A History of the Museum

By Michael Redmon, Director of Research

In October 1932 a voluntary association was formed consisting of representatives from a number of local organizations including the Native Sons and Daughters of the Golden West, the Daughters of the American Revolution, the Public Library, the Santa Barbara Mission among others.  The Articles of Association laid out the purposes of this new group:  to foster research and study of the history of the city and county of Santa Barbara; to collect, preserve and make available materials having to do with that history, and to provide for exhibition of such materials.  This new association was named the Santa Barbara Historical Society.

Shortly after its founding, the Society was offered the tower room in the Santa Barbara County Courthouse as an exhibition space, described by one observer as “at the apex of a dark and winding staircase” and the Society began to collect, catalogue, and store artifacts and documents.  The tower room was supposed to be temporary, but the expansion and needs of county government (imagine a growing government bureaucracy – shocking!) constantly trumped the needs of the Historical Society.  As collections grew, items were stored at the Courthouse, the public library, people’s homes, and later at the Museum of Art.  And so things stood for the first decade of the Society’s existence.

In 1942, the Society moved to establish classes of membership, admit individuals, and set up a schedule of dues.  This resulted in a considerable increase in membership and in the accelerated acquisition of materials for collections.  The next step was taken the following year when on June 7, 1943, the Santa Barbara Historical Society became a California non-profit corporation.  And, in 1945, if you wanted to become a member of this newly minted corporation it would set you back a buck a year.  Or you could splurge and join at the highest membership level – 25 bucks.

The Society’s growth necessitated a larger space than the courthouse tower room.  Katherine Bagg Hastings offered her home, the Trussell-Winchester Adobe at 412 West Montecito Street as a new headquarters.  The adobe would ultimately be turned over to the Society in 1955 after Mrs.

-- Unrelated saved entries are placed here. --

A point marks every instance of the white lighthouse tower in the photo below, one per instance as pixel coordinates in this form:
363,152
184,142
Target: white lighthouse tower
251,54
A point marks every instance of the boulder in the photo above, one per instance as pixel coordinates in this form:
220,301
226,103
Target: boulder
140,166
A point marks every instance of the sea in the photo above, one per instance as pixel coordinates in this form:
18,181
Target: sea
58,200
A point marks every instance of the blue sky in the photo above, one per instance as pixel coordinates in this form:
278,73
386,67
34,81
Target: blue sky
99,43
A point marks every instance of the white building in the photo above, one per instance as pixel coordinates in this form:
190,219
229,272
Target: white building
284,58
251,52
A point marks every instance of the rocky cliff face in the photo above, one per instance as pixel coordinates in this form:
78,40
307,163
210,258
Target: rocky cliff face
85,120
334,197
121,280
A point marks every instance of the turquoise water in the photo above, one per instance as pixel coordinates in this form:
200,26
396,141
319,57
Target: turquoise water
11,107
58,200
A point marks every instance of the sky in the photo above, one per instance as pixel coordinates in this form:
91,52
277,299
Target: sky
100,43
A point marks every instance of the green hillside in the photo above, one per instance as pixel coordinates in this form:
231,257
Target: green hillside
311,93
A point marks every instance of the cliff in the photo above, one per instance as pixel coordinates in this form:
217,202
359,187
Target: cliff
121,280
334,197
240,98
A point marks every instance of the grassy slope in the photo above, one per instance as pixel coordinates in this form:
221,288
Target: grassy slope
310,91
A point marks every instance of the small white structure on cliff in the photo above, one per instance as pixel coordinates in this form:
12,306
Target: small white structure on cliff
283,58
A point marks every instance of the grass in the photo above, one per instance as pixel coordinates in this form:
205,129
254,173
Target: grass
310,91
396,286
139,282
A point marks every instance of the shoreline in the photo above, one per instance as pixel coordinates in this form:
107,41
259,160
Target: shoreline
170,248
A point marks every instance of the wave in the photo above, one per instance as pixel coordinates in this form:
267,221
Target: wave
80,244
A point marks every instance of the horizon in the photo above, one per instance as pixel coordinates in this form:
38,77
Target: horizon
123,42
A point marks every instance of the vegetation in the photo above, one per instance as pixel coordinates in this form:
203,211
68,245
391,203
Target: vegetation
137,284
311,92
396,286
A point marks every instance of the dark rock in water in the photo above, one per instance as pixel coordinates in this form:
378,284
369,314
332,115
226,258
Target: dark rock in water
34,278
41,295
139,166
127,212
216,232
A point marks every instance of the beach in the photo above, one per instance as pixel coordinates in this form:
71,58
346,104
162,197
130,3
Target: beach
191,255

Hastings death.  Various plans were put forward during the course of the 1940s about building a museum facility at West Montecito, but lack of funding was a major stumbling block.  During World War II, the tower room was lost to the Society; it became an air raid observation post.

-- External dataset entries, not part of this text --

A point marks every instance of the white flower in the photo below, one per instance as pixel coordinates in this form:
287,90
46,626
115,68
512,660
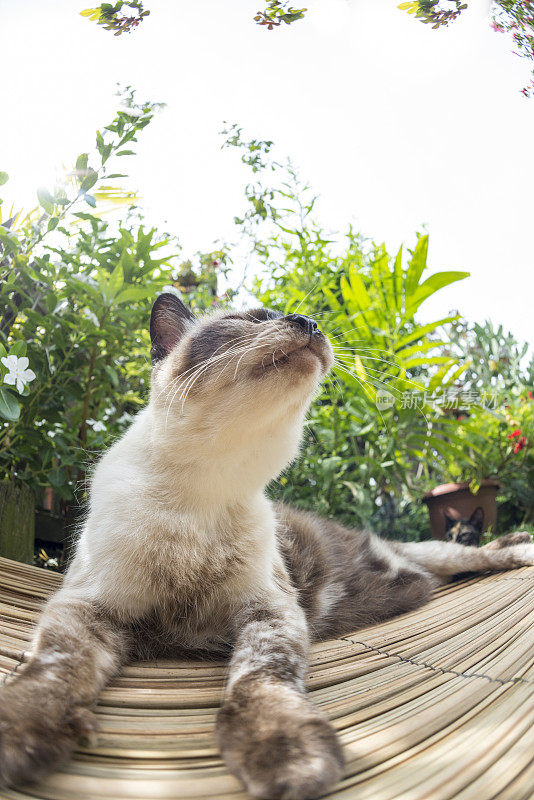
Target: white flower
18,373
96,426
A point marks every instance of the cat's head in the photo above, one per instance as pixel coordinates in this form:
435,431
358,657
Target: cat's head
464,530
233,363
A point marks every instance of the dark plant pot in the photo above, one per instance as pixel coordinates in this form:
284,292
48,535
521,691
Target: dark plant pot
17,523
459,497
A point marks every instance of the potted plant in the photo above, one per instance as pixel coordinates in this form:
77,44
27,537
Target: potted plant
494,455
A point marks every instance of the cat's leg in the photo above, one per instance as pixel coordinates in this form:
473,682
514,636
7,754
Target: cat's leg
509,540
445,559
44,709
269,733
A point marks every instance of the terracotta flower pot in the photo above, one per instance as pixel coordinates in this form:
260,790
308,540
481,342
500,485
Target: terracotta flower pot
459,497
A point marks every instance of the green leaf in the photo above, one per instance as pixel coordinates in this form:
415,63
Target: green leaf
9,405
416,267
421,332
45,200
134,293
9,243
89,180
18,349
81,162
432,285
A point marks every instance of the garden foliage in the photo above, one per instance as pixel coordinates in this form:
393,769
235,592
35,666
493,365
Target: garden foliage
409,403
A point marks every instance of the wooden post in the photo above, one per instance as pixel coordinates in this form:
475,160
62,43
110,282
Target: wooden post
17,522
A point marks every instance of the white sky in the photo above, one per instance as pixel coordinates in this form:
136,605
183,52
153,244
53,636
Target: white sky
395,125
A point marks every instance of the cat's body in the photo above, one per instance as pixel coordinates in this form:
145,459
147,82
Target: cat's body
182,551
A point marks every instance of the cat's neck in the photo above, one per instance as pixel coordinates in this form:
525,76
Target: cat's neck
206,464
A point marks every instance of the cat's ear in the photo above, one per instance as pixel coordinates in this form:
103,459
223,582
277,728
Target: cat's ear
477,518
168,322
451,517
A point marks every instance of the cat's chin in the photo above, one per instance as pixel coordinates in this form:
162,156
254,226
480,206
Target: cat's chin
301,361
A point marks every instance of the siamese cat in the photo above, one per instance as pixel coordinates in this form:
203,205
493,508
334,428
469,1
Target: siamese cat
182,552
464,530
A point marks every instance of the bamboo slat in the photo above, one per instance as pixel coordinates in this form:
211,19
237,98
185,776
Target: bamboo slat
434,705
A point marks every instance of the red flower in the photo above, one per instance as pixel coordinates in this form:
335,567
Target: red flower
521,443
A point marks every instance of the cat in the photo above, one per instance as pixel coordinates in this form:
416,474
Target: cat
464,530
468,531
182,552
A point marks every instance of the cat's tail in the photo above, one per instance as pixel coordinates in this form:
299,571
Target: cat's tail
445,559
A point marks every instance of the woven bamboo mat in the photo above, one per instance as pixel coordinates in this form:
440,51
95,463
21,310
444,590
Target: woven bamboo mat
433,705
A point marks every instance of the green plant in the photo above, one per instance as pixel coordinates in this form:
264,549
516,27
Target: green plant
110,17
76,301
514,17
369,447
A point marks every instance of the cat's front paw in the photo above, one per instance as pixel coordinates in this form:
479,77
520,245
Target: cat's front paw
282,758
35,735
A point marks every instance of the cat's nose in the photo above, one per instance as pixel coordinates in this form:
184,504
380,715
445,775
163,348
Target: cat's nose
307,324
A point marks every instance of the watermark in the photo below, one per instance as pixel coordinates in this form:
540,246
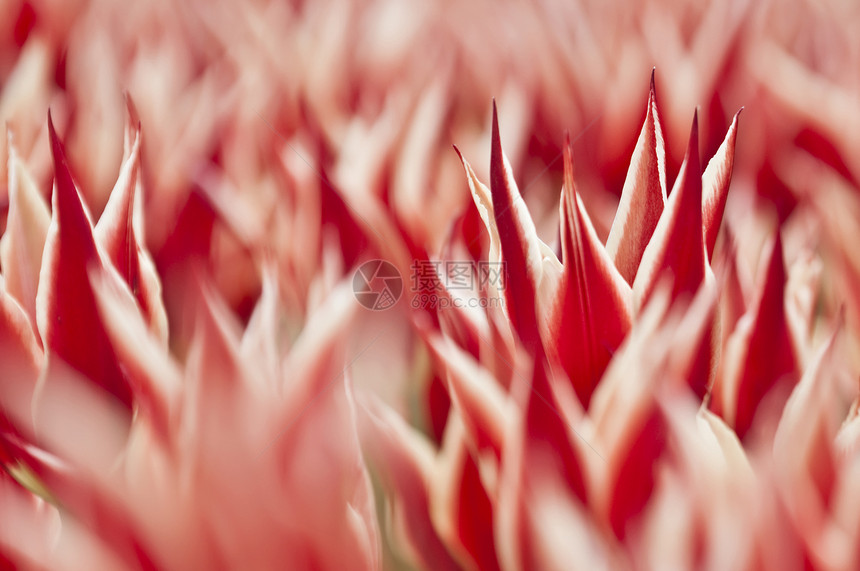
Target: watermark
378,285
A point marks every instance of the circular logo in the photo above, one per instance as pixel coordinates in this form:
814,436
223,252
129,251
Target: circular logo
377,285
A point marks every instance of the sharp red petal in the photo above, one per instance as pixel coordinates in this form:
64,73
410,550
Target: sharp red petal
643,196
591,316
677,246
715,186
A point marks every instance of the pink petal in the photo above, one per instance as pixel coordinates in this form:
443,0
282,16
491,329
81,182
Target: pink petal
22,359
67,316
462,509
803,446
538,456
116,233
765,360
677,246
482,404
403,461
591,315
519,245
715,186
643,196
24,238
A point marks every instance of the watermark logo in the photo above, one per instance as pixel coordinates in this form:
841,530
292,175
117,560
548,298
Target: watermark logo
377,285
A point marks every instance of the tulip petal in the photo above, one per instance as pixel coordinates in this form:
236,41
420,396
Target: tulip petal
404,461
66,312
539,454
483,406
26,231
677,246
715,186
116,233
520,246
591,315
760,358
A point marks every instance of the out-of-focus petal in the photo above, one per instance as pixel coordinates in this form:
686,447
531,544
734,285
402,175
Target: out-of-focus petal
759,361
642,197
404,462
520,247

The search for a permanent home continued into the 1950s.  Early in the decade the Society opened negotiations with the Franciscans at the Santa Barbara Mission regarding use of a portion of the mission cloister for office and exhibition space.  Once approval was gained from the Vatican, a license agreement was signed in January 1954 for 10 years at $10.00 per year.  For that the Society got five rooms, 1500 sq. feet.  The first exhibit was held in the new quarters in May.  In 1955, the Society hosted some 10,000 museum visitors; this compared to a few hundred while the Society called the tower room home.  The Society would remain housed in the Old Mission for the next eleven years.

After a few years, however, it became ever clearer that, once the ten-year agreement with the Mission came to an end, the Society would have to vacate the premises.  Where to go?  What to do?  The West Montecito Street location was not the answer.  Eyes turned to a downtown location – this location.  This site, El Recinto Stanwood, named in honor of long time supervisor and Fiesta El Presidente, Sam Stanwood, had long been earmarked for a museum.  Negotiations were opened and spanned the years 1959-61.  In March 1962 Santa Barbara County granted a 99-year lease to the Society and a building fund campaign was launched with a goal of $350,000.  Ultimately the cost would run close to half a million.  In 1963 ground was broken for the adobe museum building – 25,000 square feet of exhibition, office, and collections storage space, built with some 70,000 adobe bricks.  Thirty-two Douglas fir timbers were used, each weighing just under one ton.

On February 25, 1965, the building was dedicated.  The Santa Barbara Historical Society, today the Santa Barbara Historical Museum, long a vagabond orphan, had come home.